We say that the ring $R$ is topological, when we are given neighbourhoods $\{O_{\lambda};\lambda \in \Lambda\}$ of $0_R$.

We say ${\cal I}$ is a closed ideal of $R$ if and only if for any sub-index set $\Delta \subset \Lambda$ such that

\begin{equation*} O_{\lambda} \subset {\cal I}, \phantom{A} \underset{\lambda \in \Delta}\cap O_{\lambda} = 0_R, \end{equation*} any Cauchy sequence converges in ${\cal I}$ as follows$\colon$ \begin{equation*} \underset{c_{\lambda} \in R,\,a_{\lambda} \in O_{\lambda} \\ \phantom{AAA}\lambda \in \Delta}{\Sigma} c_{\lambda}a_{\lambda} \in {\cal I}. \end{equation*}

Let ${\cal I}$ be a non-closed ideal of the compact ring $R$, and $\overline{{\cal I}}$ be the closure of ${\cal I}$. We have ${\cal I} \subsetneq \overline{\cal I}$. We define the radical ${\sqrt{\cal I}} \colon= \{r \in R ; r^n \in {\cal I}~{\mathrm{for ~some}}~n > 0\}$.

Q. Is it possible for a non-closed ideal ${\cal I}$ of the compact ring $R$ to hold the following equality?$\colon$

\begin{equation*} \sqrt{\cal I} = \overline{\cal I}. \end{equation*}

Answer 1

Let $k$ be a finite field and $X_1$, $X_2$,...,$X_n$,... infinitely many independent variables.

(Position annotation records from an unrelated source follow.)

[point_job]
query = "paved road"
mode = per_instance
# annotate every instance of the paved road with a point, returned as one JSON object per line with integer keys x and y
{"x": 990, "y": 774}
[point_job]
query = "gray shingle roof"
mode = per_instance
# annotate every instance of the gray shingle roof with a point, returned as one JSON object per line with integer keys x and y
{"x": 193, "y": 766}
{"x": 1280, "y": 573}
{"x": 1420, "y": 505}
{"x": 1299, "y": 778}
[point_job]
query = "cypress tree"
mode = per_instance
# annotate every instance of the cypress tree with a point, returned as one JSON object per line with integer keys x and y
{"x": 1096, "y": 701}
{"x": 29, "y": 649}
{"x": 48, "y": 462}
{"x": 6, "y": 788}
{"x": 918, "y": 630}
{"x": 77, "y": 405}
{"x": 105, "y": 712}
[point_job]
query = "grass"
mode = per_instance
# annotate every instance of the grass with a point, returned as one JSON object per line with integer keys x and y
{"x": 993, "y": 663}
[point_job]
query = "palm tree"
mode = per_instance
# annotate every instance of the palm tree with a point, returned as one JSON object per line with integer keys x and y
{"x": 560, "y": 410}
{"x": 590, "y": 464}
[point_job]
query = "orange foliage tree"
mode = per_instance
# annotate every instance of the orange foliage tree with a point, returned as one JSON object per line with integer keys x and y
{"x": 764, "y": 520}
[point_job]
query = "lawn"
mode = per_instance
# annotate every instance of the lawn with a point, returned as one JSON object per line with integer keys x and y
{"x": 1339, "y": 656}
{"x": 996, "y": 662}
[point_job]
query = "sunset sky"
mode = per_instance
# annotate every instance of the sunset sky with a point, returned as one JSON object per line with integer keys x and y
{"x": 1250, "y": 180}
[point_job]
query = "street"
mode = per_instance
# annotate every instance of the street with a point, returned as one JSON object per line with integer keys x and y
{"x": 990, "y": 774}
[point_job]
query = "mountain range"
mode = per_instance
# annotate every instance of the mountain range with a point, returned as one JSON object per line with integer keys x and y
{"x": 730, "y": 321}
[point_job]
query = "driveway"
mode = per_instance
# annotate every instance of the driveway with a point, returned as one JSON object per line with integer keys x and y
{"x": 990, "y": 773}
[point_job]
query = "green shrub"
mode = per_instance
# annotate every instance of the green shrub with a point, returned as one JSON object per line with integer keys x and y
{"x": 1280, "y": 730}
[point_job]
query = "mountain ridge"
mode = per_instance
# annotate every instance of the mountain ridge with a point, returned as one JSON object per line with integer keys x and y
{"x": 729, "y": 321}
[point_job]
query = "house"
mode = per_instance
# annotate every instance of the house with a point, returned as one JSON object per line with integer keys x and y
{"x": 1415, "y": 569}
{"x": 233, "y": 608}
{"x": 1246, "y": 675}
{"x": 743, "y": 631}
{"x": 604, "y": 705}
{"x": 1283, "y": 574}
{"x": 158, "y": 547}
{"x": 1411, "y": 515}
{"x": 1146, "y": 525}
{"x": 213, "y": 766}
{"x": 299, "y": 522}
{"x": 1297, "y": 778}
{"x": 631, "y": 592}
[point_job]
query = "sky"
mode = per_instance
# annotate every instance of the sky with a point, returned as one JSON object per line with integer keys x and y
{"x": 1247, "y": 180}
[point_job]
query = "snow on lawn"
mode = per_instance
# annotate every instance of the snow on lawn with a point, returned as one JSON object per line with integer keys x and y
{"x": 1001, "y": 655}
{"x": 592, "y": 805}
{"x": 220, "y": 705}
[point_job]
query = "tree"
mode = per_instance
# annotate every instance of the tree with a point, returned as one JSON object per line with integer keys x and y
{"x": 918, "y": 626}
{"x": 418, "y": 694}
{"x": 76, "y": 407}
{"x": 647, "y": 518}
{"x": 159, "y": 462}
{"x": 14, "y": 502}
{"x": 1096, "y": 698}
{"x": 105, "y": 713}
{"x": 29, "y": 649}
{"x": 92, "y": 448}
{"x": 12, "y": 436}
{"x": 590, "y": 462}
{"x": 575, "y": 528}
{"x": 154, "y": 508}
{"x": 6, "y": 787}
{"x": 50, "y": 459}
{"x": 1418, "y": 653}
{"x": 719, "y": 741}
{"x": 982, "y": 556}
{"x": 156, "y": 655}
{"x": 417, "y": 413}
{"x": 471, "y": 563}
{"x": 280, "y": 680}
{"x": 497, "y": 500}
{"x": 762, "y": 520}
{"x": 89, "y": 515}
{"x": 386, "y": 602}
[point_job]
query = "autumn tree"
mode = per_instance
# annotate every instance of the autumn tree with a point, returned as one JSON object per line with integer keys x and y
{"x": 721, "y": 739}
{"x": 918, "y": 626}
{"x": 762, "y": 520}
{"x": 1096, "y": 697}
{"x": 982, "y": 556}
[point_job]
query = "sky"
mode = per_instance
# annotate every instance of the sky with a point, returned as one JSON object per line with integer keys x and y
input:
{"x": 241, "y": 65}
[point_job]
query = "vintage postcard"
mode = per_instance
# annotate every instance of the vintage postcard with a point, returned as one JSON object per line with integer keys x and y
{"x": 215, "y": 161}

Let $A_n:=k[[X_1,...,X_n]]$. Let $M_n$ denote the maximal ideal of $A_n$. Let $\pi_n:A_{n+1}\rightarrow A_n$ be the homomorphism which sends $X_{n+1}$ to 0 and $X_i$ to $X_i$ for $i\le n$. In this way, the rings $A_i$ form a projective system. Let $A:=\lim\limits_\leftarrow A_i$. Elements of the ring $A$ can be thought of as arbitrary (possibly infinite) sums of the form $f_0+f_1+f_2+...+f_n+...$, where $f_n\in(X_n)A_n$.

Endow $A$ with the topology of the projective limit. A typical open neighbourhood of 0, which we denote by $O_{m,n}$, $m,n\in\mathbb N$, consists of those series above for which $f_i\in M_i^m$ for all $i\le n$.

Let $M$ denote the maximal ideal of $A$ (it consists of all the series above for which $f_0=0$). Let $I$ denote the non-closed ideal of $A$ generated by all the variables $X_i$ and all the elements of the form

$f^2$, $f\in M$. Then $\sqrt I=\bar I$.